医師への軌跡
医師の大先輩である先生に、医学生がインタビューします。
留学で広がった視野と日本の医療を担う誇りを胸に
下田 和孝
獨協医科大学精神神経医学講座 主任教授
獨協医科大学病院臨床研修センター センター長
身をもって知った日本との違い
野島(以下、野):先生は、留学が今ほど一般的でなかった頃に、アメリカとスウェーデンへの留学経験がおありですね。
下田(以下、下):親戚に医学部教員が多く、大学入学前からよく海外経験の話を聞いていたので、自分もいつか留学したいと思っていました。大きな志があったというより、アメリカでの生活に憧れを抱いていたのです。留学において動機は何でもいいと思っています。大切なことは、与えられたテーマをとにかく一生懸命勉強することですから。
野:アメリカでの日々はいかがでしたか?
下:留学先のノースカロライナでは、臨床の業務がなかったため、ひたすら論文に専念できましたが、生活は苦労の連続でした。買い物をするにしても銀行口座を作るにしても、言葉の壁は思ったより大きかったですね。失敗も色々とありました。スーパーでcat fish と書かれた魚をヒラメだと思ってムニエルにしたら泥臭くて食べられたものではなくて、辞書で調べてそれがナマズだったことに初めて気付いた(笑)ということもありました。
野:医局の体制も日本とは異なるでしょうね。
下:専門分野が細分化されていて、スタッフの数も多かったです。その代わり、ラボの責任者は申請書類をたくさん書いて、自分とスタッフ全員を養うため莫大な額の研究費を獲得する必要があります。研究費が切れたらすぐに解雇されるという厳しい環境でした。日本とはあまりにも研究体制が異なっているので、「勝てない」と思いました。

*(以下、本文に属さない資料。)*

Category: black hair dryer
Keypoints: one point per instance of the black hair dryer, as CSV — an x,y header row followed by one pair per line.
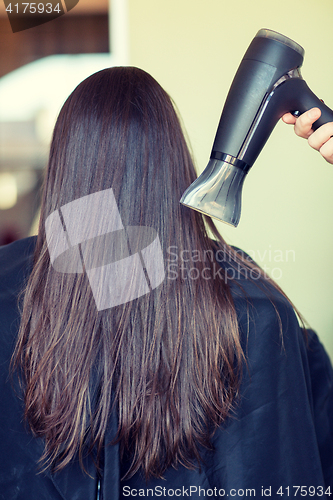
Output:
x,y
267,84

しかし、医療サービスの観点では、日本の方が優れていると感じました。息子が骨折して大学の付属病院に行った時、たらい回しにされて迅速には治療してもらえなかったうえに、高額な治療費を請求されたことが印象に残っています。
その数年後のスウェーデン留学の際にも、医療サービスの違いを実感しました。息子が雪合戦で友達に怪我をさせてしまい、その子を病院に連れて行ったら、クリスマス休暇の時期で医師があまりいなかったのです。少し額を切っただけの怪我だったこともあり、診察を待つ間に出血が止まってしまいました。スウェーデンでは、住民登録すれば外国人でも無料で医療サービスを受けられますが、休暇シーズンには医師が病院からいなくなってしまいます。この国で急病になったらどうなるのか、不安に駆られましたね。

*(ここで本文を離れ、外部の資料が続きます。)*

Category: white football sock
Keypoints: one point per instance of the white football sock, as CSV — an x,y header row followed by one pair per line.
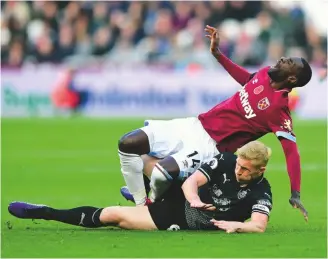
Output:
x,y
160,181
131,167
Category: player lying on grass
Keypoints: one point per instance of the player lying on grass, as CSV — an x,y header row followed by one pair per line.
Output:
x,y
258,108
234,190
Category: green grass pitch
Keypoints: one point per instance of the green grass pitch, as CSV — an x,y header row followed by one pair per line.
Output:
x,y
71,162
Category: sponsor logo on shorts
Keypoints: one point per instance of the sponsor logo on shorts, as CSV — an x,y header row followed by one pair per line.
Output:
x,y
174,227
242,194
261,207
263,104
258,89
213,163
264,202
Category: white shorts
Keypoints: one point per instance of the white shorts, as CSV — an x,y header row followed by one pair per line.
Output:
x,y
184,139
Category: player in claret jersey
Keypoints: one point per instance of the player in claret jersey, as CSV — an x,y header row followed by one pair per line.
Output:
x,y
258,108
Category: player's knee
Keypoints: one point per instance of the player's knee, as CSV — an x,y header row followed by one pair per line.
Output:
x,y
111,215
135,142
160,175
125,143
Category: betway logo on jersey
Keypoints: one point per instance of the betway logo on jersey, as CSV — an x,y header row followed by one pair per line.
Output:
x,y
243,96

こうした経験から、日本の医療体制は世界に誇れるものだと思いました。これは、自分が実際に経験しなければわからなかったことだと思います。
留学経験で得られるもの
野:留学経験はその後の人生にどんな影響を与えましたか?
下:生活や考え方の違い、失敗さえも楽しめるようになりました。また、海外でははっきり言わないと察してくれませんから、自己主張の癖もつきましたね。

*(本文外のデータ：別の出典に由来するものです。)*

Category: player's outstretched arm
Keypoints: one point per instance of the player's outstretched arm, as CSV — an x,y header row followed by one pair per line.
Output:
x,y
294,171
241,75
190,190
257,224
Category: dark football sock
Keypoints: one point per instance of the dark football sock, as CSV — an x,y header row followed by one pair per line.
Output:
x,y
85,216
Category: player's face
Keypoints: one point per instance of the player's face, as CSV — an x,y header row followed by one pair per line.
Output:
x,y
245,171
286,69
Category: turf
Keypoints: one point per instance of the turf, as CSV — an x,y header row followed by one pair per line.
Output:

野:医学生は内向的な人が多いので、留学をして自己主張の方法を身につけても、日本に帰ってから再び周囲と調和していけるか、不安だという人もいるのではないかと思います。
下:留学した人の誰もが、日本で煙たがられるような自己主張をするわけではありませんし、日本人でも、はっきり言われるのが苦手な人もいれば、話が早いと歓迎する人もいます。いいとこ取りをすれば良いと思いますね。
外国に行くと、様々な人に助けてもらえますし、そこで広がった人脈が後に生きてくることも多々あります。留学はお金がかかるし暮らしが不自由になるといった印象がありますが、それ以上のものがたくさん得られ、考え方の幅が広がります。皆さんも、機会に恵まれたなら、ぜひ行ってみてほしいですね。
下田 和孝
獨協医科大学精神神経医学講座 主任教授
獨協医科大学病院臨床研修センター センター長
1983年、滋賀医科大学医学部医学科卒業。同大学大学院医学研究科博士課程修了後、精神医学講座助手となる。1988年、ノースカロライナ大学精神科に文部省(当時)在外研究員として1年間留学。1995年、カロリンスカ研究所付属フディンゲ病院臨床薬理学教室に日本臨床薬理学会海外研修員として留学。2007年より獨協医科大学精神神経医学講座主任教授。
野島 大輔
獨協医科大学医学部 6年
今回下田教授にお話を伺って、留学という経験がその後の人脈や人生を彩るということに改めて気付かされました。そしてユーモアに富んだ人間になれるということ、これが一番魅力的だと思いました。僕も留学経験があるのですが、この先の人生で再び海外へ行くきっかけと巡り合ったら、迷わずその世界に飛び込もうと思います!